Total product sales in 2002 were $5 billion, up from $3.5 billion. Total product sales increased 66 percent in the fourth quarter, to $1.6 billion from $974 million. And, as expected, Amgen's trio of blockbusters - Enbrel, Epogen and Neupogen - led the way.

Epogen (epoetin alfa), an anemia therapy for patients on dialysis, and Aranesp (darbepoetin alfa), Amgen's next-generation anemia treatment, brought in combined sales of $827 million. For the year, the two products generated $2.7 billion.

Neupogen (filgrastim), designed to decrease the incidence of infection, and Neulasta (pegfilgrastim), a once-per-cycle product for decreasing infections associated with many types of chemotherapy treatments, sold $541 million in the fourth quarter. For the year, Neupogen and Neulasta generated $1.8 billion in sales.

Enbrel, acquired through the purchase of Immunex, of Seattle, which closed in July for $10.3 billion, had sales of $204 million in the quarter. For the period of 2002 in which Amgen owned Enbrel outright, sales were $362 million, which translates to $802 million for a full year if Amgen had owned Enbrel for all of 2002, it said. Amgen has forecast Enbrel revenues of $1.2 billion to $1.4 billion for 2003.

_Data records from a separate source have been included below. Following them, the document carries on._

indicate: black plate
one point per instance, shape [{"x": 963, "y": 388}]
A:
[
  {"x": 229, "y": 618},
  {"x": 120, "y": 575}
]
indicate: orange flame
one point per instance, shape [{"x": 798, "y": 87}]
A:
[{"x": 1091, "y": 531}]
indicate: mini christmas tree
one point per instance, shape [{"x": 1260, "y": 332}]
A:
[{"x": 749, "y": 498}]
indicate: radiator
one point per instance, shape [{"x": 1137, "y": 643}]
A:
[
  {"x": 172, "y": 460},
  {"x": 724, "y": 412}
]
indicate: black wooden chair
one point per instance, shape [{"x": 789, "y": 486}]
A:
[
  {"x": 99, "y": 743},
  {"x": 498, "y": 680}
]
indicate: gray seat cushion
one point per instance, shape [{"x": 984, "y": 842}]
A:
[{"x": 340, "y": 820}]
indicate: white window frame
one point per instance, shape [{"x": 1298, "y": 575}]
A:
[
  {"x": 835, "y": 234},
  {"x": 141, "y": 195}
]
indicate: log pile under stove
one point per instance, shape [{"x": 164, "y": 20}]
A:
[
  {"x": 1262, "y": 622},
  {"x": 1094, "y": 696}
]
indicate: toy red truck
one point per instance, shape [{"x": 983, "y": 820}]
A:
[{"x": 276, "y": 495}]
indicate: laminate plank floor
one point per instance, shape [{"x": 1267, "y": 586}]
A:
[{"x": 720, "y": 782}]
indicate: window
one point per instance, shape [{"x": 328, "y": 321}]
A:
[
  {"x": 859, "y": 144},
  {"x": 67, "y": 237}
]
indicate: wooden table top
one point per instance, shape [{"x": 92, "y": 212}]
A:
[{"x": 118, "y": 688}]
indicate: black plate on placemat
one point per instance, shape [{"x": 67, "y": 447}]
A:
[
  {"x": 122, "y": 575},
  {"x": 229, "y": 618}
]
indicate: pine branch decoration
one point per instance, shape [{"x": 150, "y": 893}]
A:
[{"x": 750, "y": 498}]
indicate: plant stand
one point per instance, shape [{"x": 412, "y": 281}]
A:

The company recently announced that its first of two Phase III trials of Enbrel in psoriasis produced positive results, and then it turned around and said it had filed a supplemental biologics license application to expand the drug's reach to include ankylosing spondylitis. (See BioWorld Today, Jan. 21, 2002, and Jan. 23, 2002.)

Although it's clearly Enbrel, Epogen and Neupogen on which Amgen hangs its revenue hat, the company is developing and repositioning the pipeline behind it. It reported that rHu-KGF (recombinant human keratinocyte growth factor) decreased the duration and incidence of severe oral mucositis in a Phase III study of patients undergoing bone marrow transplantation treatment for hematologic malignancies, including lymphoma, multiple myeloma and leukemia. Preliminary results from the double-blind trial were positive on all endpoints and showed a highly significant decrease in duration and incidence of severe mucositis. The company is planning to study KGF in other patients who suffer from mucositis associated with cancer treatments.

Amgen also announced, in coordination with partner Immunomedics Inc., of Morris Plains, N.J., the closure of a Phase III study of AMG 412, or epratuzumab, in patients with low-grade follicular B-cell non-Hodgkin's lymphoma who failed other treatments, including Rituxan (rituximab). Amgen licensed epratuzumab from Immunomedics for North America and Australia.

The study began in 2001 and since then, new agents have been approved for that particular patient population and an unmet medical need has been addressed, the companies said.

However, they are encouraged by results seen in indolent NHL patient trials using AMG 412 and Rituxan (developed by IDEC Pharmaceuticals Corp., of San Diego, and Genentech Inc., of South San Francisco), and that program will continue.

Dropping the AMG 412 program, said Janet Gearlds, analyst and portfolio manager with Private Asset Management, Wells Fargo, is simply a matter of biotechnology efficiency.

"That's just the natural course," she said. "Amgen is going to focus on what is going to bring it success down the line and you can say that with any company."

The AMG 412 and KGF news were released before the market closed Thursday, and the earnings afterward. Amgen's stock (NASDAQ:AMGN) gained $1 Thursday to close at $53.50.